The standard technique for removing a fibroid is through open surgery (laparotomy). It is now also possible to remove fibroids through the laparoscope, but laparoscopic myomectomy does not allow for optimal reconstruction of the uterus. Submucous fibroids are an important cause of infertility, because they interfere with implantation of the embryo, by acting as a foreign body. These are best removed by an operative hysteroscopy. While surgery can remove the fibroid, it can recur again, and most doctors advise the patient to try to conceive as soon as possible after surgery.
Fig 2. Schematic showing a submucous fibroid; and a subserous fibroid compressing the right fallopian tube
Fibroids may grow larger during the pregnancy, but usually pregnancy and delivery are uneventful. In rare cases, after a myomectomy, uterine rupture may occur during pregnancy or delivery, and this complication may result in severe blood loss, fetal loss and even maternal death.

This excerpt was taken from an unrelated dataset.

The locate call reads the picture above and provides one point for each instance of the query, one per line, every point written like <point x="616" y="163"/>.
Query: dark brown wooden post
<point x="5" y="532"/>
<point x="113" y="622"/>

Because of the potential for catastrophic results, it is recommended that women have cesarean deliveries in the following circumstances: 1) when the myomectomy involved full-thickness incision of the uterine wall or multiple deep uterine incisions or 2) when myomectomy was complicated by infection which may have weakened the uterine wall or 3) when there is doubt regarding the adequacy or extent of the uterine repair.
The uterus was often a neglected organ in the infertility workup, partly because we did not have the tools to study it properly. Hysteroscopy, hysterosalpingography and vaginal ultrasound are all complementary procedures for evaluating the uterine cavity in the infertile woman. The HSG is good for looking for polyps, adhesions and septa which appear as "filling defects" on the X-ray. However, careful radiologic technique is a must. Vaginal ultrasound is excellent for detecting submucosal fibroids or polyps, which can be missed on hysteroscopy and HSG. Of course, the major advantage of hysteroscopy is it offers the chance of treating the problem as well!
We are now also developing newer techniques to study the uterus. One of our major areas of ignorance today is the complex process of embryo implantation. It is obvious that the endometrium has a key role to play in this process, in which the embryo has to appose and attach itself to the maternal endometrium and invade into it. At present, the tools we have to study endometrial function and receptivity are very crude. They include primarily transvaginal ultrasound, to assess the endometrial thickness and texture, but this provides very limited and indirect evidence of endometrial functions. Colour Doppler ultrasound has also been used to assess endometrial blood flow ( perfusion), but its utility is limited.
Since embryo-endometrium interaction is a biochemical process, a lot of study has been done on the role of the molecules involved in this process. Recent research has shown that the normal endometrium contains various cell adhesion proteins called integrins, which allow the embryo to interact with it. Studies have shown that the endometrium of some infertile women is deficient in some of these integrins, and this deficiency may be responsible for failure of the embryo to implant successfully. Thus, testing the endometrium for beta integrin can be a useful marker for uterine receptivity. This test involves doing an endometrial biopsy at a specific point in the menstrual cycle, and evaluating this with special staining techniques, but is only available on a research basis so far.